Mais subsidiairement, le Mncl dénote qu’il semble se dégager deux forces, l’une qui semble répondre à des intérêts néocolonialistes de certains réseaux occidentaux avec tendance à rejeter et dénigrer les moindres efforts de l’État congolais fournis dans le cadre de cet accord ayant permis au pays de récupérer des actifs miniers et blocs pétroliers bradés. Et l’autre qui au-delà de certaines failles du pouvoir actuel dans la gouvernance du secteur minier et pétrolier, voit dans cet accord, une opportunité d’accentuer la participation citoyenne dans le suivi et la gestion des ressources naturelles. Le tout sur un fond moins exigeant.

« De nos recherches et enquêtes, se dégage que cet accord n’est pas totalement déséquilibré mais par contre il permet à la RDC de contourner la longue démarche judiciaire à une issue incertaine.

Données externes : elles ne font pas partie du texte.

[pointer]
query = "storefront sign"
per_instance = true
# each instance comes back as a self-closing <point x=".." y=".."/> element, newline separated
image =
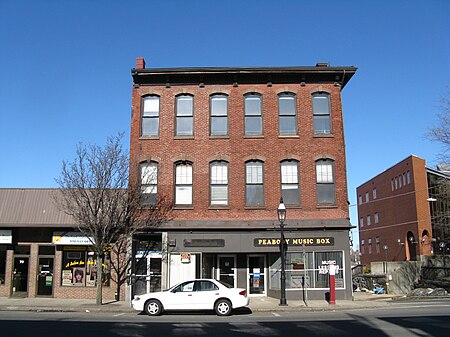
<point x="271" y="242"/>
<point x="5" y="236"/>
<point x="71" y="238"/>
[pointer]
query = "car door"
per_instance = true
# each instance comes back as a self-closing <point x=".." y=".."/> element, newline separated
<point x="205" y="295"/>
<point x="180" y="297"/>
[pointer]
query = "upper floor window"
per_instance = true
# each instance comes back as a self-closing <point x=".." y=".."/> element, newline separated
<point x="219" y="183"/>
<point x="253" y="115"/>
<point x="219" y="115"/>
<point x="149" y="183"/>
<point x="321" y="112"/>
<point x="326" y="191"/>
<point x="254" y="183"/>
<point x="150" y="116"/>
<point x="184" y="115"/>
<point x="183" y="184"/>
<point x="287" y="114"/>
<point x="289" y="182"/>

Pour s’en convaincre, la Gécamines bénéficiera désormais de l’Usine et des gisements de SOMIDEZ (DEZIWA) restitué par le Groupe Ventora dont la valeur actuelle est estimée à 3 milliards de dollars américains, selon les experts internationaux.

Aussi, la récupération des Actifs pétroliers et miniers détenus par le Groupe Ventora, des royalties dans trois entreprises minières dont : Kamoto Copper Company (KCC), METALKO et Mutanda Mining (MUMI) ainsi que toutes les études réalisées par les experts internationaux qui valorisent lesdits actifs.

La détermination de la valeur actuelle nette (VAN) des royalties du Groupe Ventora d’environ 154 millions de dollars américains, selon les explications des experts.

De nos jours, l’estimation de ( valeur moyenne approximative ) des actifs récupérés est de 2 milliards de dollars américains dont 1,5 milliards de dollars pour les blocs pétroliers I et II du Graben Albertine, 500 millions de dollars pour les permis de fer de Iron Mountain et Sanzeta, 500 millions de dollars pour les permis de l’or de Moku Gold et plusieurs centaines de millions de dollars américains pour divers paiements que le Groupe Ventora effectuera en faveur de la Gécamines sur les royalties de KCC. Ce paiement à la Gécamines par le Groupe Ventora d’un montant de 57 millions d’Euros sur les royalties de KCC, après déduction de toutes les dettes.